Without locking, there is no control over the order of who actually modifies the counter. So in the above case, even though numcandies was updated to 3 buy consumer, the producer still has a local copy of 5. After updating, it sets the counter to 6, which is completely wrong.
Of course it's critical section - you have to lock it. Uncomment those commented lines.
candytray is a resource for which are threads struggling. There is the rule about independence of tasks: Two tasks are independent if they don't have the same codomain AND first's domain NOT EQUALS second's codomain AND second's domain NOT EQUALS first's codomain. It means that, two tasks only may READ from one memory / variable / etc.
In your case, if candytray is implemented as some queue, you don't need to lock, because "writer" puts data on, let's say, left side, and "reader" reads from right side. So, their domains and codomains not equal and that task are independent.
But, if it is not queue, if it is some, let's say heap, then writer's codomain interfere with reader's domain. They are dependent then and you need to lock.
edit
as you can see, I talked from theoretical aspect, not Python's aspect.

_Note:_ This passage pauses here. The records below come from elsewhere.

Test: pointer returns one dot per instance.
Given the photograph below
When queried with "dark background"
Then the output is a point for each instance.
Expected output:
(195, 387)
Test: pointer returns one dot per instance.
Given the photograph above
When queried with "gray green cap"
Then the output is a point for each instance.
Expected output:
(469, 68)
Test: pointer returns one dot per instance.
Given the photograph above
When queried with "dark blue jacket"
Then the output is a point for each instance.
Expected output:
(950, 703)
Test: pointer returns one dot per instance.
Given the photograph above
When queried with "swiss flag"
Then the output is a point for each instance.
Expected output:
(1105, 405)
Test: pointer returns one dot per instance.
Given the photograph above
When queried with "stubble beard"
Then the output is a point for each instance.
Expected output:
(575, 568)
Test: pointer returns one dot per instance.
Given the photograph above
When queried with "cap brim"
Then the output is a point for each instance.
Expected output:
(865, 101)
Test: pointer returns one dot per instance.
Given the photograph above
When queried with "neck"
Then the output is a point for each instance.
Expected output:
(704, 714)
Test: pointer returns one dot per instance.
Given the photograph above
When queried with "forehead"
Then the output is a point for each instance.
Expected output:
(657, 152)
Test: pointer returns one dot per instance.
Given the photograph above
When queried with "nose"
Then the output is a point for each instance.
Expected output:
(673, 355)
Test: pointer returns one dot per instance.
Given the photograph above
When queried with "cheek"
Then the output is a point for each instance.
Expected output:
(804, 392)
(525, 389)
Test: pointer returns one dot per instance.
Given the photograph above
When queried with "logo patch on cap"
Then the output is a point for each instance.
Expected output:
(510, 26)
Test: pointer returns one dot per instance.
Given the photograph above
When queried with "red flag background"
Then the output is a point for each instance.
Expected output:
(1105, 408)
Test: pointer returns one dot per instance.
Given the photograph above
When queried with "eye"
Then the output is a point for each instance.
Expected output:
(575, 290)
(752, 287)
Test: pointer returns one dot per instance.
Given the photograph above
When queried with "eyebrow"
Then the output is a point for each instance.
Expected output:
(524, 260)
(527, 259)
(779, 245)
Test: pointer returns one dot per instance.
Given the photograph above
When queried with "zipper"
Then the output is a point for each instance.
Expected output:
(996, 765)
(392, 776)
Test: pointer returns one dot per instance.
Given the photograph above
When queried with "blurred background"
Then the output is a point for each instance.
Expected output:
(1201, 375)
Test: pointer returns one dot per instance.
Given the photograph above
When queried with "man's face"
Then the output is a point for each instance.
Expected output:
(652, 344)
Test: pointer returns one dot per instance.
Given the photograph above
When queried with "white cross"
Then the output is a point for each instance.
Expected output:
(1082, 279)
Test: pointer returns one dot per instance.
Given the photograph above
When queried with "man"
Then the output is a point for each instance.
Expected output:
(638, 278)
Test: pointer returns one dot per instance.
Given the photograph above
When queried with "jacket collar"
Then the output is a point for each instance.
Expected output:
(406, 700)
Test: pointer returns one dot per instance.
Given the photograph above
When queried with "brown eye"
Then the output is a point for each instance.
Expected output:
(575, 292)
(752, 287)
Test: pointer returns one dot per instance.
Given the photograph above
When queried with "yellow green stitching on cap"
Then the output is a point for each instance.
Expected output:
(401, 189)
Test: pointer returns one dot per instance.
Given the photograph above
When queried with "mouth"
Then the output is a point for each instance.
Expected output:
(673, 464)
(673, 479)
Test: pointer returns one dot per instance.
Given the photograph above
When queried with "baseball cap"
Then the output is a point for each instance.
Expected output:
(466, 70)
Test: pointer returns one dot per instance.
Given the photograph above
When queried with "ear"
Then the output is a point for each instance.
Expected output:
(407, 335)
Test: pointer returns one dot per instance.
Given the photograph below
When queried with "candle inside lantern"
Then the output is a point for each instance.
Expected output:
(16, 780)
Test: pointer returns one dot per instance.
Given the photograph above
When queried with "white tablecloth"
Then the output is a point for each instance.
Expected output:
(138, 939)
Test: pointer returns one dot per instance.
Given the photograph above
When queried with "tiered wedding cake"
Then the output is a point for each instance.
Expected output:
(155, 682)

But I guess you wanted that.
The original code, from Wesley Chun's book Core Python Applications Programming looked like this:
def refill():
lock.acquire()
print 'Refilling candy...',
try:
candytray.release()
except ValueError:
print 'full, skipping'
else:
print 'OK'
lock.release()
def buy():
lock.acquire()
print 'Buying candy...',
if candytray.acquire(False):
print 'OK'
else:
print 'empty, skipping'
lock.release()
Without the lock, the print statements can become interwoven into unintelligible output. For example, suppose the candy tray is full. Then suppose there is a call to refill followed by a call to buy such that the lines of code get executed in this order (without the lock):
print 'Refilling candy...',
print 'Buying candy...',
try:
candytray.release()
if candytray.acquire(False):
print 'OK'
except ValueError:
print 'full, skipping'
The output would look like this:
# we start with 5 candy bars (full tray)
Refilling candy... # oops... tray is full
Buying candy...
OK # So now there are 4 candy bars
full, skipping # huh?
That would not make sense, so a lock is required.